Decided: May 17, 1934

Leo A. Sullivan and A. K. Whitton, both of Oakland, for appellant. U. S. Webb, Atty. Gen., and Seibert L. Sefton, Deputy Atty. Gen., for the People.

Defendant was convicted after trial by jury of the crime of arson. He appeals from the judgment and from the order denying a new trial. The appellant presents two points: That the evidence is insufficient, and that the trial court erred in denying his motion to reopen the case after it had gone to the jury.
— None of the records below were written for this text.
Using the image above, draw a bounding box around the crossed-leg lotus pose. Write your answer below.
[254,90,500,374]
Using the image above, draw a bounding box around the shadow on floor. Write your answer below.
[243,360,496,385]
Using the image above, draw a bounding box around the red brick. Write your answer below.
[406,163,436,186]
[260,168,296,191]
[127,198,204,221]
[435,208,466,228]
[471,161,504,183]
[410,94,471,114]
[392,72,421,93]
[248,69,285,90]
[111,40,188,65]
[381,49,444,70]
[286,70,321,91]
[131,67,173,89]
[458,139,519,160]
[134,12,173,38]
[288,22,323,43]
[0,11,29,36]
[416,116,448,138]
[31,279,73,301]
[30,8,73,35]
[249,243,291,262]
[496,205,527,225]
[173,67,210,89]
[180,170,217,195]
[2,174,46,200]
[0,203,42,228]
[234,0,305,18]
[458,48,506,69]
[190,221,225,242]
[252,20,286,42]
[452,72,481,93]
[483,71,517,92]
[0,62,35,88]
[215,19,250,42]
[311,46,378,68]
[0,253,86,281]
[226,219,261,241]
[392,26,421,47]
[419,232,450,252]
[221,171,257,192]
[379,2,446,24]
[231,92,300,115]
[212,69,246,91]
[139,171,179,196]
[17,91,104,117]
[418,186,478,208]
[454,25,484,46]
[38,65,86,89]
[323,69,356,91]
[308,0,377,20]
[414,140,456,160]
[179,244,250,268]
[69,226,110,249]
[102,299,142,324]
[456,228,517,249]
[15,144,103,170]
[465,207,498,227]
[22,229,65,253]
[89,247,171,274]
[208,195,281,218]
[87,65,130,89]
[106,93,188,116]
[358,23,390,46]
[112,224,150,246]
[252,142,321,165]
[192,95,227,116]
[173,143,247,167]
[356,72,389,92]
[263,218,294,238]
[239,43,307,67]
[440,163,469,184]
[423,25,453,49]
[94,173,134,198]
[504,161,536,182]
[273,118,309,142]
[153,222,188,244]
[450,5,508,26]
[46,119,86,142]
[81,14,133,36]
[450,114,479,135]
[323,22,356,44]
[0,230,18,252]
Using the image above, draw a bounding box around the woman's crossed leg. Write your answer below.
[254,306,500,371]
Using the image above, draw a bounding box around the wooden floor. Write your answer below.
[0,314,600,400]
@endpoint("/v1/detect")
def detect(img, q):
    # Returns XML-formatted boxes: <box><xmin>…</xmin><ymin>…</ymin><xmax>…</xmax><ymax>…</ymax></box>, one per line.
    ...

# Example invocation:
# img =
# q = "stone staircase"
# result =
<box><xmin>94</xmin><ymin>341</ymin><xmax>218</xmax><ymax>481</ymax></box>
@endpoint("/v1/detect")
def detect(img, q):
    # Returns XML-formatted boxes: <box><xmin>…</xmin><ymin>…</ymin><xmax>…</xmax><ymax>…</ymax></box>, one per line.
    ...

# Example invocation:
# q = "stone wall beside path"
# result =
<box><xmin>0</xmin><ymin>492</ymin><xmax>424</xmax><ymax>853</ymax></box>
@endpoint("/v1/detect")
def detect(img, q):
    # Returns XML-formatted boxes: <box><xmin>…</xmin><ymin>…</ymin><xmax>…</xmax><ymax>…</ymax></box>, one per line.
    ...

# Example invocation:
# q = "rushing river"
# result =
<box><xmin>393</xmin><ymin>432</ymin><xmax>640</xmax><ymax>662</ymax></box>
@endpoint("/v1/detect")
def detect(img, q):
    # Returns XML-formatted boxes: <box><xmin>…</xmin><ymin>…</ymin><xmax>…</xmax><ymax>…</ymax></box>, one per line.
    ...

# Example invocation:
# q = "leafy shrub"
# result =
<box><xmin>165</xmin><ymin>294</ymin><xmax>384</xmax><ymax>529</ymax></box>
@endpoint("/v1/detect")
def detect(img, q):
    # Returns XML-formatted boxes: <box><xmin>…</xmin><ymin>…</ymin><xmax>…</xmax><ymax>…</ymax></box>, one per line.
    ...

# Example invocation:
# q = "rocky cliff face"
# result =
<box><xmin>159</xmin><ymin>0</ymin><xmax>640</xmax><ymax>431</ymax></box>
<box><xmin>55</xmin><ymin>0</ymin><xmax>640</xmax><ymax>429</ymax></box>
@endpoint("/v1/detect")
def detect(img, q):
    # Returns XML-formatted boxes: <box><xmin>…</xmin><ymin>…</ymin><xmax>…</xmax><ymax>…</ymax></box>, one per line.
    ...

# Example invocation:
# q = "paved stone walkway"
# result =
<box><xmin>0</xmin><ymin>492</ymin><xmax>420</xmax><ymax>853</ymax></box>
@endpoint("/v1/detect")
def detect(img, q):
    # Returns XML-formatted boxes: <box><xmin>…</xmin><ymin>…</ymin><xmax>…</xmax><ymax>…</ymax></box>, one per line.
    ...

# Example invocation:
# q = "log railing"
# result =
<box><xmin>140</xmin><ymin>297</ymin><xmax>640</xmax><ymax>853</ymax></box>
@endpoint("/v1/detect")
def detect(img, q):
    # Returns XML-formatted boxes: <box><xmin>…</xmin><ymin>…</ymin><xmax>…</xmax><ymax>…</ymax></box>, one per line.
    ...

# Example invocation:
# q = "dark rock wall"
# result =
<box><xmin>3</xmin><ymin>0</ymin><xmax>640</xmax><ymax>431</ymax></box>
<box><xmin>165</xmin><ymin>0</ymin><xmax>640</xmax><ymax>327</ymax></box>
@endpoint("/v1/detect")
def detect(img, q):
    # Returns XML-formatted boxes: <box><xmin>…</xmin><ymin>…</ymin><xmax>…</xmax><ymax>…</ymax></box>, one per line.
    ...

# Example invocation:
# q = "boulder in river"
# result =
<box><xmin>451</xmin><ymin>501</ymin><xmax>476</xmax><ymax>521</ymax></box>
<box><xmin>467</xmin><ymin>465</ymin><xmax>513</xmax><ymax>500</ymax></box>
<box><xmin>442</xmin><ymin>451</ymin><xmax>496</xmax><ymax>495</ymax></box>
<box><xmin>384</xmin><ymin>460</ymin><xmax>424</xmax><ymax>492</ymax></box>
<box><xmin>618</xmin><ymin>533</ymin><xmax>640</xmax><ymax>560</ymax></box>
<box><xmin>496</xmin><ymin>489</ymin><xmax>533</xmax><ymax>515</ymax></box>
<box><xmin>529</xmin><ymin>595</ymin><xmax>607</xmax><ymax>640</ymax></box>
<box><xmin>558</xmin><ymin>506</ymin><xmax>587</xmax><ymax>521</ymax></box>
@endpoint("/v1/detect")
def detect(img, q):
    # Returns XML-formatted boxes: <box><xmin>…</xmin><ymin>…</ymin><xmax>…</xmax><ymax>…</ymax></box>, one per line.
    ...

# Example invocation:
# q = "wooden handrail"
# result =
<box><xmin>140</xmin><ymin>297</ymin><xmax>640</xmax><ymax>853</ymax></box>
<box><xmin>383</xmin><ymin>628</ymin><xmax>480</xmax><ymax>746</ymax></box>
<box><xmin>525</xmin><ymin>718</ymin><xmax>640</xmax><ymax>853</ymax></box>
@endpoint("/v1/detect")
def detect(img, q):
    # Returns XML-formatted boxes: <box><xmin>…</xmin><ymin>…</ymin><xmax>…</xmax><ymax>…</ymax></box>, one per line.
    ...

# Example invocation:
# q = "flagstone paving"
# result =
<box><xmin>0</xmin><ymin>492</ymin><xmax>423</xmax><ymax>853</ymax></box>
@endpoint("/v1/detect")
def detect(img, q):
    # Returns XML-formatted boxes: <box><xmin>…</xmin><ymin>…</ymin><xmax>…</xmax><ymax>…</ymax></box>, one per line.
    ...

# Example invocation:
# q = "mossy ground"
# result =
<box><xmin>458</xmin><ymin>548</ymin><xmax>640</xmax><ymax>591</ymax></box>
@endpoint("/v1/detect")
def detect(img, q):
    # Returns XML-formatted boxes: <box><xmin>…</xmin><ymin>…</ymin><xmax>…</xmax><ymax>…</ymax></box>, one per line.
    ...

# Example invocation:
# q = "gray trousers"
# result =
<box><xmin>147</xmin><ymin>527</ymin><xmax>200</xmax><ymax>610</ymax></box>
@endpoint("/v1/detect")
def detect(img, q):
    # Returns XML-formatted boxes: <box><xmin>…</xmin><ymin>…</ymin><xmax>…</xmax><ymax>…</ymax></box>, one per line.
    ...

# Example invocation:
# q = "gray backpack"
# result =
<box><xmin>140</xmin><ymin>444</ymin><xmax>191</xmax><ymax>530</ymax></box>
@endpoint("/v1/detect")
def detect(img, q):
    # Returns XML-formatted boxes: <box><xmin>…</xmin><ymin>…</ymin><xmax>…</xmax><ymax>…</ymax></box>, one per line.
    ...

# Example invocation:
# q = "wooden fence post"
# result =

The evidence is all circumstantial. At about 3:38 a. m. of October 11, 1933, a blazing fire was discovered at the rear porch of the home of appellant's sister. The fire department was called, the fire was extinguished, and then gasoline was found to have been spread about the porch and yard. A gasoline can was found in the yard; it was identified as one made exclusively by a garage near the premises and used by that garage in the sale of gasoline, it having a specially prepared spout to enable the purchaser to pour the gasoline into a motor tank. An employee of the garage testified that shortly before the fire, near the hour of midnight, he had sold appellant a gallon of gasoline in a can identical to the one found on the premises. Appellant had no motor vehicle and hence denied the purchase of the gasoline. Evidence was given that prior to the burning the appellant had quarreled with his sister because she had received the premises through a gift or devise from an aunt, and that he had threatened that she would not live to enjoy the home unless she settled with him. Evidence was also given that the appellant arrived at the emergency hospital less than an hour after the fire with a badly burned hand and that he informed the doctor in charge that he spilled gasoline on the hand while fixing his automobile. At this time he gave an assumed name. The conflict in the evidence lies in appellant's attempt to prove an alibi and in his feeble effort to explain the manner in which he incurred the injury to his hand. The flat denial by the appellant of his purchase of the gasoline in face of the positive testimony of the garage employee must have weakened his testimony in the eyes of the jury. But, disregarding all conflicts, the evidence of the circumstances are sufficient to sustain the verdict.

After the cause had been argued to the jury, the appellant moved to reopen in order to permit him to offer testimony of an aunt who was prepared to say that, some four years prior to the burning, an uncle of the appellant had made threats against the life of appellant's sister. Such testimony was not admissible under any theory. As the granting or denial of such a motion is a matter committed to the discretion of the trial court, the appellant has failed to show error.

The judgment and order are affirmed.

NOURSE, Presiding Justice.

We concur: STURTEVANT, J.; SPENCE, J.